Case Report – Warrantless search for internet subscriber’s data okayed by BCSC

On November 1st, the British Columbia Supreme Court dismissed a Charter application that challenged a letter request made by the police to an internet service provider for the name and address of an account holder associated with a specific IP address at a specific point in time.

There have been a number of recent Canadian cases about whether the police can investigate internet crime by asking an ISP to reveal the identity of the individual linked to an IP address that is associated with unlawful and anonymous activity. The cases turn on whether this investigatory tactic violates a reasonable expectation of privacy. Two factors have featured strongly in the analysis (1) the nature of the information obtained by the police and (2) the contractual terms between the individual and ISP.

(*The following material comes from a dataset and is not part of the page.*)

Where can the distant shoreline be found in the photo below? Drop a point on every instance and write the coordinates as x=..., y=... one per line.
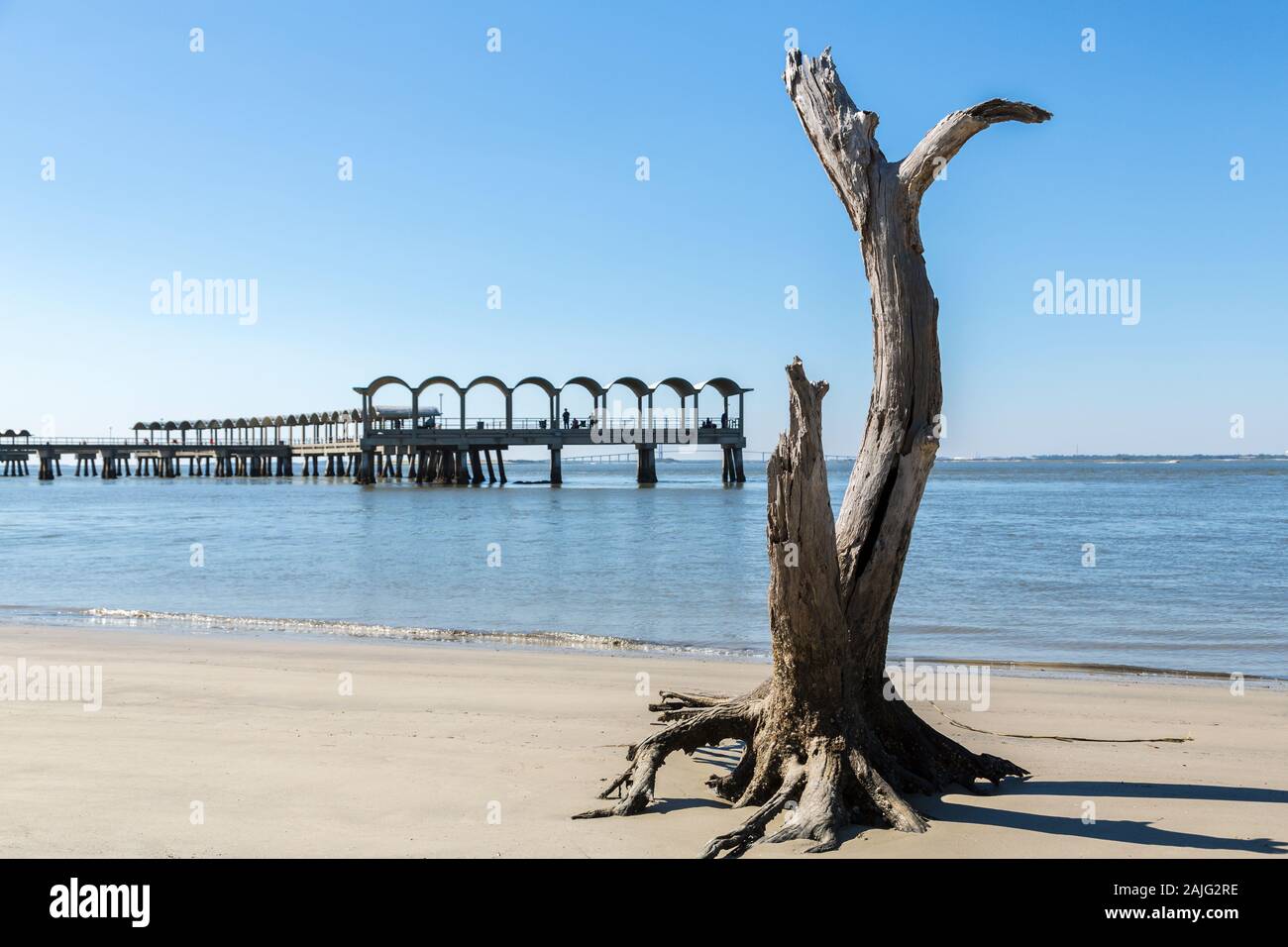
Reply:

In this case, Justice Meiklem of the BCSC endorsed the approach taken by the Ontario Superior Court of Justice in R. v. Wilson. He held that so-called “subscriber information” was not part of the applicant’s biographical core of personal information and held that the terms of service of his internet service plan weighed against a reasonable expectation of privacy. His Honour also commented, “It seems clear to me that, absent a finding of state agency, s. 487.014(1) [of the Criminal Code] provides the police with lawful authority to make a PIPEDA request for subscriber information, which an ISP is not prohibited by law from disclosing if it falls within the provisions of s. 7(3)(c. 1)(ii) of PIPEDA…”

R. v. McNeice, [2010] B.C.J. NO. 2131 (S.C.) (QL).